Lately the hunger has been deep and insatiable. I sit down to eat hamburgers with cheese, chips, salads that flow out of big orange bowls. And it is not enough. At night when everyone is sleeping, I eat in the dark. Peanut butter on whole wheat bread, cheese sticks, bits of candy hidden away high in the cupboards. I lean against the counter, and unwrap Hershey kiss after kiss, slipping them into my mouth and savoring the chocolate, letting it melt against my tongue.
But I am still hungry. I do not feel sick as I eat melon and grapes. I am still hungry after bowls of black bean soup. I prowl the house looking for something to do besides eat. I knit and write blogs but my mind is filled with recipes. I imagine what I will cook for supper as I sit knitting.

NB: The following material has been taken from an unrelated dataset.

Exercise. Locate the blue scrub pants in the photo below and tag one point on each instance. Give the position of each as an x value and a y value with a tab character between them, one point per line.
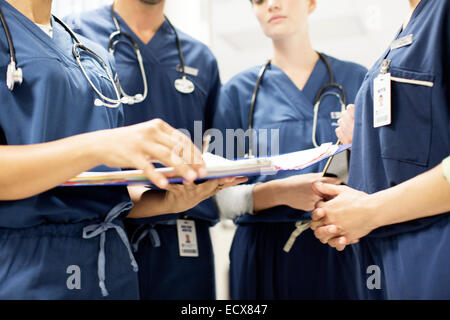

As I drive to work, I plan my meals with loving detail, salivating.
This hunger is often a little frightening. It does not fit in with my plans to become the thin girl. The hunger packs on the pounds as I wish inside to wear the clothes from two summers ago. I try to banish the hunger by standing naked in front of the mirror forcing myself to see the fat rolls. "Look!" I hiss at my reflection. "How can you be hungry when you see THAT?" But the only thing these exorcisms banish is my self-respect.
Normally I eat to keep feelings away or to bury them in the daze that comes from too much food. But I am not doing that. I am not eating until I am sick. I am eating because I am so hungry. Life is a little crazy right now but it's that kind of exciting crazy. A crazy filled with possibilities. Why this hunger? Is it possible this is genuine hunger?